兵庫・小野高、慶大で活躍し、東京六大学リーグ戦では早大・和田毅(ソフトバンク)と真剣勝負を演じた元フジテレビアナウンサーで現スポーツアンカーの田中大貴は、1980年生まれの「松坂世代」の1人。そんな野球人・田中が、同年代の選手たちをプロ野球現場の最前線で取材した至極のエピソードを、コラムにして綴る連載第5回です。 

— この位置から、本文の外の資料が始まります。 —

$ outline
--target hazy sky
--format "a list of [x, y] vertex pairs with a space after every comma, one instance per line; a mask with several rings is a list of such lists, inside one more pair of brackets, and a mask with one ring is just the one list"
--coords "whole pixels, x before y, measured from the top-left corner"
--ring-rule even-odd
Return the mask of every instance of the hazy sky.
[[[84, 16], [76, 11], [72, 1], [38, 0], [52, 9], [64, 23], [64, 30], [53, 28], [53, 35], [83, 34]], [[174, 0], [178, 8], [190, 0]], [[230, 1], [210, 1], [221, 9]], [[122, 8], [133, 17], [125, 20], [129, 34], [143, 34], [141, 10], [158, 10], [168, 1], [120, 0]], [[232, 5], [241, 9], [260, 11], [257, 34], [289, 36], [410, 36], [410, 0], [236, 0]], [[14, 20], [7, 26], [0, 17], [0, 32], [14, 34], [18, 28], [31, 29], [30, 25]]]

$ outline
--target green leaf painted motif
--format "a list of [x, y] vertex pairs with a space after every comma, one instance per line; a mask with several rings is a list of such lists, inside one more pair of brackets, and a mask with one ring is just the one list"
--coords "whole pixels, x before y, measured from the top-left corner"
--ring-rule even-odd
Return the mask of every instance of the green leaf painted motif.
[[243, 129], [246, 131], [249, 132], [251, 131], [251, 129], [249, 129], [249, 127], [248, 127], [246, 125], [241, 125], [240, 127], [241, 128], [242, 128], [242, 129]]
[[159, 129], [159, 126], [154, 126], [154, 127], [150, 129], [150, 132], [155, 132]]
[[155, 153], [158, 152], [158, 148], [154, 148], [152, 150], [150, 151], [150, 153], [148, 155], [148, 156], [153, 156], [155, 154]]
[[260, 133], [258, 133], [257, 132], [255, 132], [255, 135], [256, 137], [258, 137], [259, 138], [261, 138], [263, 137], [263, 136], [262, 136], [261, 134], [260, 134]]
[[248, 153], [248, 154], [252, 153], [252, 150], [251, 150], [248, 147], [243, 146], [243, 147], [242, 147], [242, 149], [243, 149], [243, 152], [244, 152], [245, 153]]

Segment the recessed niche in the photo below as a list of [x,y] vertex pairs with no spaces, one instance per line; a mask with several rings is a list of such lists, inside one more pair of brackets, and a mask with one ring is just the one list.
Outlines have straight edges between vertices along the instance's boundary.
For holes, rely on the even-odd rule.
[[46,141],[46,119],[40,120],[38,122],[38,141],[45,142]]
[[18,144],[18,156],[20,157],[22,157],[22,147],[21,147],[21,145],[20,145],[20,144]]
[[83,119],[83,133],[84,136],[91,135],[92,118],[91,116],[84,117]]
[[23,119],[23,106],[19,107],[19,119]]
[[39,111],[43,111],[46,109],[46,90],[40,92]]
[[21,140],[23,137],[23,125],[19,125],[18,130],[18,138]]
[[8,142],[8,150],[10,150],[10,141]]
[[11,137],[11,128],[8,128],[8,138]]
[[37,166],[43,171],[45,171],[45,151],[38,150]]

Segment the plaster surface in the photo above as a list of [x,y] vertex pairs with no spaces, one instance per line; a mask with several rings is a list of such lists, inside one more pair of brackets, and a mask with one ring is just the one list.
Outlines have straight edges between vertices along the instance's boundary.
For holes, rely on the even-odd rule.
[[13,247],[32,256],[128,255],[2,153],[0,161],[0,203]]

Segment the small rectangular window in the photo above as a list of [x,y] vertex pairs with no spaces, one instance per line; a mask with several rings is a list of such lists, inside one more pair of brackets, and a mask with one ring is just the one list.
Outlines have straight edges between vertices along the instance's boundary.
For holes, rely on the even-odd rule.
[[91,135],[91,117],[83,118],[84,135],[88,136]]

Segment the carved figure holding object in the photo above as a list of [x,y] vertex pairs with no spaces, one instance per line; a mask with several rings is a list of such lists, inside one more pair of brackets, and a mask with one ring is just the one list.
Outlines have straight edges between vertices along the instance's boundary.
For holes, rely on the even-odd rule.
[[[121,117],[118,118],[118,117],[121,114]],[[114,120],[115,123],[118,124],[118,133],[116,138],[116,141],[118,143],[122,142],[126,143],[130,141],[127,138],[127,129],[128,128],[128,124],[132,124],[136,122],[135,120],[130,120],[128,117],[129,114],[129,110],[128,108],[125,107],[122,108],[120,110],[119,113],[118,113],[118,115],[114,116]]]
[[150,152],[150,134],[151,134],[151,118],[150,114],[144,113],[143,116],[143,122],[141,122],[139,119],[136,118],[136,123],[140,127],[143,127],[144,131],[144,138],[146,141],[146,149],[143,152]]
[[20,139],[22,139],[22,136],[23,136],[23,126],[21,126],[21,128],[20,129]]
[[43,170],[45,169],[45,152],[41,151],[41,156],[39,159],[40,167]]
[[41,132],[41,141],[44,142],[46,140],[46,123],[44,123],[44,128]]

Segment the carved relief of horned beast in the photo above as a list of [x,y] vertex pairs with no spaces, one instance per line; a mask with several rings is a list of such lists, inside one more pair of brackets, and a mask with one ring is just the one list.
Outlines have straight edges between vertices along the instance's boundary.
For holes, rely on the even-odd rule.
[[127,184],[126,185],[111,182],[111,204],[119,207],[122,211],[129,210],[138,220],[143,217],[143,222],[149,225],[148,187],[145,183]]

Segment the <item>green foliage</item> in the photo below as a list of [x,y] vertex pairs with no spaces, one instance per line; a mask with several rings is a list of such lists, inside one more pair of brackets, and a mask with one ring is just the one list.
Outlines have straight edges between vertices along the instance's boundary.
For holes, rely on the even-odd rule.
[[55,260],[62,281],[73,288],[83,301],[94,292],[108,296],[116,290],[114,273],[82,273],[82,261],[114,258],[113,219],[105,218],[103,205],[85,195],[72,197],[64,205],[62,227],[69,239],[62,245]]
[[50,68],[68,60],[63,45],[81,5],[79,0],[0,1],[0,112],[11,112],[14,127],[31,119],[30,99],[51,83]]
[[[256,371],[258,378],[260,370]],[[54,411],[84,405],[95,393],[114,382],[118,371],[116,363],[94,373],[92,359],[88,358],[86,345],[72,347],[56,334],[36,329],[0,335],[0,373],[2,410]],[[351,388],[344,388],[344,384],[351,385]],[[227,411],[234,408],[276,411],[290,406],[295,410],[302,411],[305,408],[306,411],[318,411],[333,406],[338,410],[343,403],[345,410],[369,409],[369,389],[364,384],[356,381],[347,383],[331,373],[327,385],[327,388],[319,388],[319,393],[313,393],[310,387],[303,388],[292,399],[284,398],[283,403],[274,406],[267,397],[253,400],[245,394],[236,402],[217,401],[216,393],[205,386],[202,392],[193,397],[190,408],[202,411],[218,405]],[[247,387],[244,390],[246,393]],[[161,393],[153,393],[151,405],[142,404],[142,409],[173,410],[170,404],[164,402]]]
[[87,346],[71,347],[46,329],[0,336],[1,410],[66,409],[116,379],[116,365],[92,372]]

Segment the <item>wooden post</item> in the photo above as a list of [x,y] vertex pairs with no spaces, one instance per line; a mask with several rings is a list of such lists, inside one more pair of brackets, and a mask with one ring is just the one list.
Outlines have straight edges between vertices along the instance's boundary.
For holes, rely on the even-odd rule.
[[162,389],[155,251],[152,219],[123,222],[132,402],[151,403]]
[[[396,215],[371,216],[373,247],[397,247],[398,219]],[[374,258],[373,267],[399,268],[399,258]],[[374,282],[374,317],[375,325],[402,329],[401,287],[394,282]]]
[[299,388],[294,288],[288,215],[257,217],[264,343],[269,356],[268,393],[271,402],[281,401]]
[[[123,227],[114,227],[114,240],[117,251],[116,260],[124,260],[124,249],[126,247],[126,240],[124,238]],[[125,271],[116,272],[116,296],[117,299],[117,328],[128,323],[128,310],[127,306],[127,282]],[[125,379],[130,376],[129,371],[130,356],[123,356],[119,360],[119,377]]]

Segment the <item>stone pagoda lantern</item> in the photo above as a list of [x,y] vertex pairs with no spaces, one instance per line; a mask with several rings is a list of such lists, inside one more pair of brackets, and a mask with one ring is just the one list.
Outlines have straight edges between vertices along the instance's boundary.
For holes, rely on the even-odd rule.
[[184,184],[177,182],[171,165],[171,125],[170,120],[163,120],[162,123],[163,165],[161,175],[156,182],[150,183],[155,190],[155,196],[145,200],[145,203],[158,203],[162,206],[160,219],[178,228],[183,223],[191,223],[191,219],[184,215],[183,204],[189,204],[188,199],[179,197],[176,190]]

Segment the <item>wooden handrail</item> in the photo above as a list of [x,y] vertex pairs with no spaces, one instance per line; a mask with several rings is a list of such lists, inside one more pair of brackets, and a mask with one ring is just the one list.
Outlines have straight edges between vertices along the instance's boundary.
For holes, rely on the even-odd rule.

鹿児島実高3年夏の杉内俊哉。小さな体を目いっぱい使ったダイナミックなフォームだ
愛息子のために
「もう1回……もう1度だけでいいから一軍のマウンドに上がりたいんよ。俺が一軍で投げている姿を見たら、息子がどんな表情をするのか、どう変わるのか、楽しみなんだよなあ」
昨年のシーズンオフに熊本の被災地復興のため、一緒に野球教室に行った夜にポロっとこぼした一言でした。この言葉を吐露したときの彼の表情が印象的過ぎて、あの夜、ほかにどんな話をしてのか思い出せないでいます。子どもたちを教える
巨人のエース番号「18」を背負うサウスポーの姿は優しく、柔和で、マウンドで投げている姿とは全く違うものでした。
杉内俊哉、37歳。
小さな身体を目いっぱい使い、マウンドで闘志むき出しにする熱投派。「負けず嫌い」と自負する杉内。マウンドに上がるとき、完全試合を目指し、それがクリアでできなければノーヒットノーラン、次に完封、完投……。相手より先にマウンドを降りることはよしとしない、これが小さな大投手・杉内俊哉という男のポリシーです。